Jawaban atas pertanyaan-pertanyaan ini memerlukan pendekatan multi-cabang:
Menetapkan Pedoman Etika yang Jelas: Mengkodifikasikan serangkaian prinsip etika yang jelas yang mengatur penggunaan AI dalam pemerintahan. Prinsip-prinsip ini harus memprioritaskan keadilan, transparansi, akuntabilitas, dan penghormatan terhadap privasi.

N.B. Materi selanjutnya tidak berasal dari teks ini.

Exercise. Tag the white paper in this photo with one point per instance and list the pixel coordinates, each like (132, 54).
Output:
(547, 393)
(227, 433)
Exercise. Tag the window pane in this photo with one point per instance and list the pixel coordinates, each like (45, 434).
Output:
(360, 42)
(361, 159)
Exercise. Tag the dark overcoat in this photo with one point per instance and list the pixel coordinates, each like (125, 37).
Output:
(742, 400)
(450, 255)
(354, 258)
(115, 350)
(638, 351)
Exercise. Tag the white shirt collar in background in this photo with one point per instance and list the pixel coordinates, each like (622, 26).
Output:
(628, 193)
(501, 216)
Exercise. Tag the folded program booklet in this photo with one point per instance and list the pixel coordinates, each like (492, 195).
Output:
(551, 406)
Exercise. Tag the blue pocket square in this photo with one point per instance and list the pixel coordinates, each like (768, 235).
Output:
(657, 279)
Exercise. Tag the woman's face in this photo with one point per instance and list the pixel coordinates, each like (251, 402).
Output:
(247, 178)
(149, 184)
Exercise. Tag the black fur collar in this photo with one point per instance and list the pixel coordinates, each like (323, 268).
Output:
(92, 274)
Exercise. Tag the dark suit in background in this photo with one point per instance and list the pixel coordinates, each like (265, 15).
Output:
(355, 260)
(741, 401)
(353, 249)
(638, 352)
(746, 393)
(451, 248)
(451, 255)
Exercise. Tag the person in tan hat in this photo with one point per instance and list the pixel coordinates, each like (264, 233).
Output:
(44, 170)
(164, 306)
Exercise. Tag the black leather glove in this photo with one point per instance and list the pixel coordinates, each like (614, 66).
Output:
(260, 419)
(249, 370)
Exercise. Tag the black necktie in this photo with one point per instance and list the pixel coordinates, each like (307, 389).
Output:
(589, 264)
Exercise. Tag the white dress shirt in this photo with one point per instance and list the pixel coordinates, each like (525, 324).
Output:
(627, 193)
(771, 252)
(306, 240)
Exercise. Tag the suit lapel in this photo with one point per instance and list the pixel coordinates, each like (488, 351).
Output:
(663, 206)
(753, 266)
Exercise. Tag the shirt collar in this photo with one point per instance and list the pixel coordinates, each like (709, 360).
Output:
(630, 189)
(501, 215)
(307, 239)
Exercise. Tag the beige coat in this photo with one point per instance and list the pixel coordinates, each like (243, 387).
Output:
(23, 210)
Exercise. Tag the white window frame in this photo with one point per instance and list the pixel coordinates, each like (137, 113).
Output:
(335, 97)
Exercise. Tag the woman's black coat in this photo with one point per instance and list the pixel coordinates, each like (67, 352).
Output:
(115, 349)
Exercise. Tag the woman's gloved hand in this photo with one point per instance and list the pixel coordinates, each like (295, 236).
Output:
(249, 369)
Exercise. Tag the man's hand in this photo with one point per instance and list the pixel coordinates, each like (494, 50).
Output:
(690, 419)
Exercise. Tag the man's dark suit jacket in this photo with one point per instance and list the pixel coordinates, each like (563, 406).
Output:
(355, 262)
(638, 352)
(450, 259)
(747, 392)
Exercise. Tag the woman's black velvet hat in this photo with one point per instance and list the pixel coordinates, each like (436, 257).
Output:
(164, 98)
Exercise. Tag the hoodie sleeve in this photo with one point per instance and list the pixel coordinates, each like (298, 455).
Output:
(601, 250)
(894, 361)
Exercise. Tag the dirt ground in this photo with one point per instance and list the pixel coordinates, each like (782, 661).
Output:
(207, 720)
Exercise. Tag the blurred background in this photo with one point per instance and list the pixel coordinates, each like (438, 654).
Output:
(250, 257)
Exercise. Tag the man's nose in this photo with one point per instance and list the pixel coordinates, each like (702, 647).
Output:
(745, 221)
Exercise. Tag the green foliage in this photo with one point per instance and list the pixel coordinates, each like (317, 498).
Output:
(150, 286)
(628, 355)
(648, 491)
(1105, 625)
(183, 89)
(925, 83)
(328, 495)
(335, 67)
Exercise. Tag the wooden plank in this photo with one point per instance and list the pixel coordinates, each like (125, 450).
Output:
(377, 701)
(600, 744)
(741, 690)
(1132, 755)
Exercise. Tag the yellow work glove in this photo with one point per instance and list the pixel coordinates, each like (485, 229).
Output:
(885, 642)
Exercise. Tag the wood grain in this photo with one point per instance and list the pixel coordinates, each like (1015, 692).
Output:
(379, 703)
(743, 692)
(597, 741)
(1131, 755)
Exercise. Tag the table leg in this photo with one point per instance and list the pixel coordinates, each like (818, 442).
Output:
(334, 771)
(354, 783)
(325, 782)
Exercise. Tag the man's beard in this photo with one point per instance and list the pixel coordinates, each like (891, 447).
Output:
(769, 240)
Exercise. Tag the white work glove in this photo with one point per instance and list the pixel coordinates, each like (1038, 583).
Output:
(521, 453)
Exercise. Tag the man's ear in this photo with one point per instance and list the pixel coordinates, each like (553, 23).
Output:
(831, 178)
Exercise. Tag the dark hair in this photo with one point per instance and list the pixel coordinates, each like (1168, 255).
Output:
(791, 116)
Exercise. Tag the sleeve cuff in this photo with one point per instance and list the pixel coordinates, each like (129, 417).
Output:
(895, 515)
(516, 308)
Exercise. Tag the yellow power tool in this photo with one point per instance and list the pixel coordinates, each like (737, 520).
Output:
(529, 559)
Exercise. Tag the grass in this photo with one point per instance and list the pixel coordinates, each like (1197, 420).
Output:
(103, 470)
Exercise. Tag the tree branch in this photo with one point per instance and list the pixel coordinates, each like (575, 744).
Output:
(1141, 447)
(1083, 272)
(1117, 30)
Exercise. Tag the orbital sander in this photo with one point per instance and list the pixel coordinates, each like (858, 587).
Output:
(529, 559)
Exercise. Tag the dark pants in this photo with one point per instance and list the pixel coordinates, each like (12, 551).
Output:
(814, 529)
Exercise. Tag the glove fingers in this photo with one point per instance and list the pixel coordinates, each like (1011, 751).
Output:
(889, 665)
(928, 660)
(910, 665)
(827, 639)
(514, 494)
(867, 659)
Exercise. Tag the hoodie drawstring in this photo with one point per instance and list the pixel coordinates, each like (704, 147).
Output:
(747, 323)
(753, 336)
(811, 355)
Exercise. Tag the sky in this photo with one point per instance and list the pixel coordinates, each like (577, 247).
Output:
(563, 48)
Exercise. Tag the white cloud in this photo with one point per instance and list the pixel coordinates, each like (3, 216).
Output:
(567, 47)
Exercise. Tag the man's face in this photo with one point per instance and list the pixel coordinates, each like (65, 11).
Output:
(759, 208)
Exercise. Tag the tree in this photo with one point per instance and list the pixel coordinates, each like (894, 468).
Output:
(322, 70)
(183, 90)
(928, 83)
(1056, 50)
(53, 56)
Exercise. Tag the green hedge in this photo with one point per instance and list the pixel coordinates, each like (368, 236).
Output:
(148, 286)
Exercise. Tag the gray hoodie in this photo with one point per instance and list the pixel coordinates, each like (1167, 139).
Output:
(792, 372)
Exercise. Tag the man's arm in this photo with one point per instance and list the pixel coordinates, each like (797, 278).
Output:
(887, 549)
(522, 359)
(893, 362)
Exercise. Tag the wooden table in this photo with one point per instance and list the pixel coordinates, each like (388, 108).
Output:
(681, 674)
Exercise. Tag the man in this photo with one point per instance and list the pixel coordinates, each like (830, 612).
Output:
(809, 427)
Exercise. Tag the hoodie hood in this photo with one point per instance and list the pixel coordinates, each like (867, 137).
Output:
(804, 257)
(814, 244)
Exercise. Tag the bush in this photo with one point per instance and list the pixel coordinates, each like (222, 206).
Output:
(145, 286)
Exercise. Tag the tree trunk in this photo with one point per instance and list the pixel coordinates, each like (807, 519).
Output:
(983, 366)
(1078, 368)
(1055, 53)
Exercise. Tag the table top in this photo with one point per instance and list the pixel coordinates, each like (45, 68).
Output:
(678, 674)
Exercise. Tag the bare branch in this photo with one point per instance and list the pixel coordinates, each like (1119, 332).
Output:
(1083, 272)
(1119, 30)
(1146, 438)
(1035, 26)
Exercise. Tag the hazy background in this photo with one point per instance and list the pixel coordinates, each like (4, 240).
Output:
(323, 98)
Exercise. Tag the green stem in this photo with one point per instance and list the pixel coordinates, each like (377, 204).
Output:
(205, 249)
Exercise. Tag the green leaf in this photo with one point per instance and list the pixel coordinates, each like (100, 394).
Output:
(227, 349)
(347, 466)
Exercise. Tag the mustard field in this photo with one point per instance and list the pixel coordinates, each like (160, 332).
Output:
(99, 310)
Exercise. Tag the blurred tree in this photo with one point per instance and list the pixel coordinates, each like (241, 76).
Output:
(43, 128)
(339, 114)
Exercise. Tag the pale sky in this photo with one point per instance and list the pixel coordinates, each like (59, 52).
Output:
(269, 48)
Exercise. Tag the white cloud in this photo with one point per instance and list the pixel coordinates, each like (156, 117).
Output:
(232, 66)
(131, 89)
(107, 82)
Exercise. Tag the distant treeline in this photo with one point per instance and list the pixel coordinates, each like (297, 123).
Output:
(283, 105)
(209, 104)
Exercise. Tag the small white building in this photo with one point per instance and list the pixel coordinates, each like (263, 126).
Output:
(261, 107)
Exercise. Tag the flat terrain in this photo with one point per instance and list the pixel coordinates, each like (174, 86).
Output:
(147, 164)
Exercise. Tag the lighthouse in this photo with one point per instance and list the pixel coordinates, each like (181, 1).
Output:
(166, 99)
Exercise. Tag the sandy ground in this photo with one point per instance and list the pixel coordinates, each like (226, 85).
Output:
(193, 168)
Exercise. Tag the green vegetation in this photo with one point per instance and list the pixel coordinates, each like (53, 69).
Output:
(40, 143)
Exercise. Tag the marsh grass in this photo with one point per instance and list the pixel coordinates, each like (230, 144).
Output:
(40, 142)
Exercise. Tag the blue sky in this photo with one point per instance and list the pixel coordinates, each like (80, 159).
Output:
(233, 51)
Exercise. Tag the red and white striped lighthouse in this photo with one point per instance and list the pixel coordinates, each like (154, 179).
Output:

Mempromosikan Transparansi dan Keterbukaan: Membuat algoritma AI dan proses pengambilan keputusan lebih transparan. Menerbitkan laporan yang menjelaskan bagaimana AI digunakan dalam pemerintahan dan menyediakan jalan bagi warga untuk memberikan umpan balik.
Melindungi Keamanan Data: Menerapkan langkah-langkah keamanan yang kuat untuk melindungi data warga negara yang sensitif dari ancaman siber dan penyalahgunaan orang dalam.
Memastikan Akuntabilitas: Menetapkan jalur akuntabilitas yang jelas untuk keputusan yang didorongAI. Menunjuk pejabat pemerintah yang bertanggung jawab untuk mengawasi penggunaan AI dan mengatasi masalah apa pun yang mungkin timbul.
Menumbuhkan Kepercayaan Publik: Mendidik masyarakat tentang manfaat dan risiko AI dalam pemerintahan. Terlibat dengan warga negara untuk mengatasi kekhawatiran mereka dan membangun kepercayaan pada penggunaan teknologi ini yang bertanggung jawab.
Dengan merangkul pendekatan proaktif dan bijaksana, pemerintah dapat memanfaatkan kekuatan transformatif AI sambil menjaga kepentingan publik. Kontroversi DOGE berfungsi sebagai pengingat berharga tentang pentingnya perencanaan yang matang, dialog terbuka, dan komitmen terhadap prinsip-prinsip etika di era kecerdasan buatan.
Narasi yang Berkembang
Drama seputar penggunaan AI DOGE masih jauh dari selesai. Saat penyelidikan berlanjut dan lebih banyak detail muncul, insiden tersebut pasti akan memiliki dampak untuk masa depan penyebaran AI dalam pemerintah. Mudah-mudahan, situasi ini akan mengarah pada integrasi teknologi yang lebih bijaksana.